Yukarıdaki sözü söyleyen Nolalı Paulinus(tam adı: Pontius Meropius Anicius Paulinus) 354 yılında Bordeaux’da doğmuş 431 senesinde ise psikoposluk yaptığı Nola şehrinde ölmüş olan mektup yazarı ve şairdir. Paulinus’u bu sözü söylemeye iten etkileri yazmak, sanırım, sözün anlaşılması açısından daha faydalı olacaktır.
5 Eylül 394 senesinde I.Theodosius komutasındaki kuvvetler ile Eugenius komutasındaki kuvvetler Frigidus Savaşı’nda karşı karşıya geldi. Savaş üç gün sürdü, savaşın son gecesinde I.Theodosius’u rüyasında “Beyazlar giyinmiş iki semavi atlı”[9] ziyaret etti ve ona zafer kazanacağını söylediler.
Savaşın en temel nedeni ise –pek tabii ki- iktidar mücadelesi idi. İmparatorluğun batı yarısını yöneten II. Valentinianus’un 392 senesindeki ölümünden sonra dönemin Batı Roma İmparatorluğu Magister Militum’u(Roma İmparatorluğu ve Cumhuriyeti’nde Genelkurmay Başkanı’na denk gelen rütbe) Arbogast ise imparator olarak Eugenius’u seçtirdi. İmparator seçilen Eugenius Pagan inancı yeniden canlandırmaya çalışırken Büyük Theodosius oğlu Honorius’u Batı Roma Augustus’u(İmparatoru) ilan etmiştir. Savaşın sonunda ise paganlar ağır bir darbe almışlar, kısa süreli olsa da Batı ve Doğu Roma İmparatorlukları tek bir çatı altında birleşmiştir.
Savaş gerçekleşmeden iki sene öncesinde ise, yani 391 senesinde, Büyük Theodosius İznik Teslisi’ni imparatorluğun resmi inancı olduğu şeklinde deklarasyonda bulunmuş, bireysel ya da toplumsal her çeşit pagan ayinini de yasaklamıştır[10].Theodosius’un dinsel kararlar almasının nedenlerinden birisini belirtmemiz gerekirse o da 340-397 yılları arasında yaşamış olan Milan Psikoposu Ambrosius’dur. II.Valentianus(375-92) bir dönem Milan kentinde bulunan kiliselerden birisinin kendisine devredilmesini ister, piskopos ise reddeder. Saraya çağrılan Ambrosius emri “Bir piskopos asla Tanrı’nın evini terk etmez.” diye ikinci kez reddeder. Roma İmparatorluğu’ndaki düşünceye göre her şey imparatora ait olduğu için bu reddetme olayı saçmadır. Öte yandan durum belirtilince piskopos şöyle der:
- İlâhi hususlarda imparatorluk yetkilerini kullanamazsınız, ey imparator, eğer uzun imparatorluk istiyorsanız Tanrı’ya tabii olun Tanrı’nın hakkını Tanrı’ya, Caesar’ın hakkını Caesar’a bırakın.[11]

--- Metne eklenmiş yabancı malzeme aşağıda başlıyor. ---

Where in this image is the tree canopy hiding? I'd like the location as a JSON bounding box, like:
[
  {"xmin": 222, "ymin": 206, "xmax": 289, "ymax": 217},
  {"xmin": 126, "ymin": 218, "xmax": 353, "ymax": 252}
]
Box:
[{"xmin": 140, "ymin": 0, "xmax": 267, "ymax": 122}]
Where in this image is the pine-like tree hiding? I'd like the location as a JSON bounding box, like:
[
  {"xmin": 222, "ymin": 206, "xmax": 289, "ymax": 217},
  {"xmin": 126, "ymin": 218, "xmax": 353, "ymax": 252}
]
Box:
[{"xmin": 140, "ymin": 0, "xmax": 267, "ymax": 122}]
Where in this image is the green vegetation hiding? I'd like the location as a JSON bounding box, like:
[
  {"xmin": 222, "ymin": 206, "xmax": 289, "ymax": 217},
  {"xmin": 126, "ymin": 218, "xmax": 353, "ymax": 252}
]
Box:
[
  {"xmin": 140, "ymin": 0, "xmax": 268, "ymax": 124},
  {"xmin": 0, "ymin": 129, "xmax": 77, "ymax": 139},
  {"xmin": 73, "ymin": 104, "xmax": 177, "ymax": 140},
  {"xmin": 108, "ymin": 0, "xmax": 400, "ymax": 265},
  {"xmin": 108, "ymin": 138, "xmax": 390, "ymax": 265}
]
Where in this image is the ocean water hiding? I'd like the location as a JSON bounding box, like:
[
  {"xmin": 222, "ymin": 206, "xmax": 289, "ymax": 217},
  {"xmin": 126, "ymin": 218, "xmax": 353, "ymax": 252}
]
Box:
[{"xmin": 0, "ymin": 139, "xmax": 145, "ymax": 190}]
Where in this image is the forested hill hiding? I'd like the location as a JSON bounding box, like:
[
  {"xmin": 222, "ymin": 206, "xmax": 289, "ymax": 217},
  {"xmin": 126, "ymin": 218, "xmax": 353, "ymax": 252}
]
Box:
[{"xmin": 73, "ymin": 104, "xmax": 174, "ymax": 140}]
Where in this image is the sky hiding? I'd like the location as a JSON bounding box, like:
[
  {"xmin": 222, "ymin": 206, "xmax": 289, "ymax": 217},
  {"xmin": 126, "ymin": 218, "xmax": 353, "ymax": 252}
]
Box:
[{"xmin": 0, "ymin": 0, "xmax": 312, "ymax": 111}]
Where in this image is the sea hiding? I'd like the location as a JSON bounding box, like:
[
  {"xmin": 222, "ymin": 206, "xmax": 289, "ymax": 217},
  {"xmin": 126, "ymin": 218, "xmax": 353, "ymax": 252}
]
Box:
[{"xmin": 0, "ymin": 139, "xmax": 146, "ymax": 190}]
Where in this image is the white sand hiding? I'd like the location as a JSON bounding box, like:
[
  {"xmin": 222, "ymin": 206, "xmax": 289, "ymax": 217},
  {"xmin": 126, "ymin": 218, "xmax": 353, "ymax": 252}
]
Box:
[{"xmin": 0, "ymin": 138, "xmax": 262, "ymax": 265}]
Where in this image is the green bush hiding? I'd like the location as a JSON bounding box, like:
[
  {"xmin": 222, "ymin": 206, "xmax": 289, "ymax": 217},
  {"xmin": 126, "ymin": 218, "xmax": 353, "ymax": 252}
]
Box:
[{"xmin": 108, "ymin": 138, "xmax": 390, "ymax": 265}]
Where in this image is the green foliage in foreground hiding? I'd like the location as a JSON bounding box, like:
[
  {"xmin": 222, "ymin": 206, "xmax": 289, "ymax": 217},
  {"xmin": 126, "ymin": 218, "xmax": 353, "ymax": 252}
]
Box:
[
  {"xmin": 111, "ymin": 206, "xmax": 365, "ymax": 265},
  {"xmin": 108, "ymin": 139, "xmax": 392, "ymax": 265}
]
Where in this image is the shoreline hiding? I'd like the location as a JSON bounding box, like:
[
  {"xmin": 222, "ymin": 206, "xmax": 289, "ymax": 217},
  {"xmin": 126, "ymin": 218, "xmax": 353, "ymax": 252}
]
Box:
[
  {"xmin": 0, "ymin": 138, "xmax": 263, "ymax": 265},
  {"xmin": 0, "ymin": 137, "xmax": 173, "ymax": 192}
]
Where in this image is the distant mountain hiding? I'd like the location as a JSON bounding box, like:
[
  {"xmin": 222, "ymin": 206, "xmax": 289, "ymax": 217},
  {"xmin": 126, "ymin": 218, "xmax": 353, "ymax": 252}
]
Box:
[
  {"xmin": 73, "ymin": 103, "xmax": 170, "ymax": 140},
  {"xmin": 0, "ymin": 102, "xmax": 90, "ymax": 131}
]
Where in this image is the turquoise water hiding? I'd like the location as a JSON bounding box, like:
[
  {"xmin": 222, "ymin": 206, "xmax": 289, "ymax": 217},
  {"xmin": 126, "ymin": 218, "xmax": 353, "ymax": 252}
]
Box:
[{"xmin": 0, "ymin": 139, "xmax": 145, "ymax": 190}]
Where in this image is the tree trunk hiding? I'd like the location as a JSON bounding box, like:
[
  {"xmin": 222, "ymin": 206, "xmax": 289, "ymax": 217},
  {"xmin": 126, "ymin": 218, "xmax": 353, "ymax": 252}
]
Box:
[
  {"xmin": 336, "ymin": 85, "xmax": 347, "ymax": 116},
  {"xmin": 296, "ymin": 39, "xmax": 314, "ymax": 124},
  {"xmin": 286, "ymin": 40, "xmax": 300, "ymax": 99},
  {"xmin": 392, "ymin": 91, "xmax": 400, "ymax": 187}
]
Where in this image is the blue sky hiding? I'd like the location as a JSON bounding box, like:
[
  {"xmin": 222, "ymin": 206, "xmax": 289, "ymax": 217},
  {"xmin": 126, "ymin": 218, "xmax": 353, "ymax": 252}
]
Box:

Ambrosius 390 senesinde I.Theodosius’un emriyle gerçekleştirilmiş ve yaklaşık olarak 7000 insanın hayatını kaybetmesine neden olan Selanik Katliamı’ndan ötürü imparatoru aforoz etmiştir. Büyük Theodosius aforoz edilen ilk imparator olmakla birlikte daha sonra günahının kefaretini ödeyip pişmanlığını göstermiş ve affedilmiştir. Bu noktada durup ufak bir parantez açmak kilisenin daha sonra nasıl güçlendiğini göstermek açısından faydalı olacaktır.
Taht, Taç ve Asa
Devletlerin yönetim şekilleri en temelde tiranlık, monarşi, cumhuriyet ve totaliterlik olmak üzere dörde ayrılabilir. Monarşi ile tiranlık arasındaki farkı ilkinin yönetenin keyfiyetine bağlı olması iken ikincisinin korku ile erki elinde tutması olarak kabaca tabir edilecek olursa monarşide mevzubahis erk tanrısal iradenin temsiline dayandırılmaktadır; dolayısıyla siyasal olmayan bir hüviyete sahiptir. Bu noktada devleti yöneten monarkın dini kurumlarca dışlanması onun yönetme hakkının olmamasına yol açacaktır. Bu konuya örnek olarak seçimle başa gelen Kutsal Roma İmparatorları ile Papalık arasında sıkça gerçekleşen ve ileride de bahsedilecek olan mücadeleler örnek verilebilir.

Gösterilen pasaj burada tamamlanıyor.